It's only the beginning of June, and up on the hill the plants are already struggling. Rhubarb has died. Aronia are trying their best but their leaves are curling up and drying out. The apricot tree still looks good, but it's surrounded by other plants specifically to keep the root-zone cool. I couldn't do that with all the plants.
I was going to put two more dwarf fruit trees up there this spring but I couldn't justify the cost and my experiment failed miserably (I didn't get the serviceberry seedlings I expected, so no grafting of fruit-trees onto serviceberry rootstock).
Once the canopy is in place it should bring the temperature down considerably in that area, which will allow more plants to thrive. I covered the whole thing with mulch last fall, and it worked for a while, but in certain areas the bare soil (sand) has been uncovered by the wind and in other areas the water doesn't spread.
I am learning about berms and swales firsthand. Namely, any bump or crevasse in the ground will STOP the water flow. I didn't even out the area up on the hill, didn't dig or really change the topography in any way, so there are rocks that divert the water, patches of tree roots that divert the water, places where the water pools rather than flowing because of soil composition. The path I put in, paving stones only two inches thick, stops all water flow. So either I can remove the path (which I don't want to do) or I can plant much more drought tolerant plants on the downhill side.
It's a work in progress. I dug up the elderberry and planted it in a pot so it can recover. It was literally dying up there, and when I dug down to take it out I learned why. I'd deliberately planted it right by a bunch of logs, under the assumption that the logs would hold water and feed it back into the soil as the soil dries out. Unfortunately what seems to be happening is that the logs absorb all the water from the surrounding soil (they're covered with fungus hyphae) and never give anything back. There are also rocks, so the rootball of the elderberry was crammed into this tiny little space less than 6 inches across in totally dry soil.
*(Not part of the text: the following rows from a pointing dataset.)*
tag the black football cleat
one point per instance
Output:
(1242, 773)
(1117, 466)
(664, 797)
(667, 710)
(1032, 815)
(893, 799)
It occurred to me this morning that the majority of what I have up there right now are spring plants--greens, rhubarb, etc. Most everything can be expected to die back by late spring/early summer, leaving the soil (again!) unprotected from the worst of the sun. I need to plant summer and fall food bearing perennials (if I can afford any) so the space fills in when the spring plants die back in the heat.
This week I'll transplant a couple of echinacea seedlings and scatter beans around. And melons. And nasturtiums. Maybe that will help.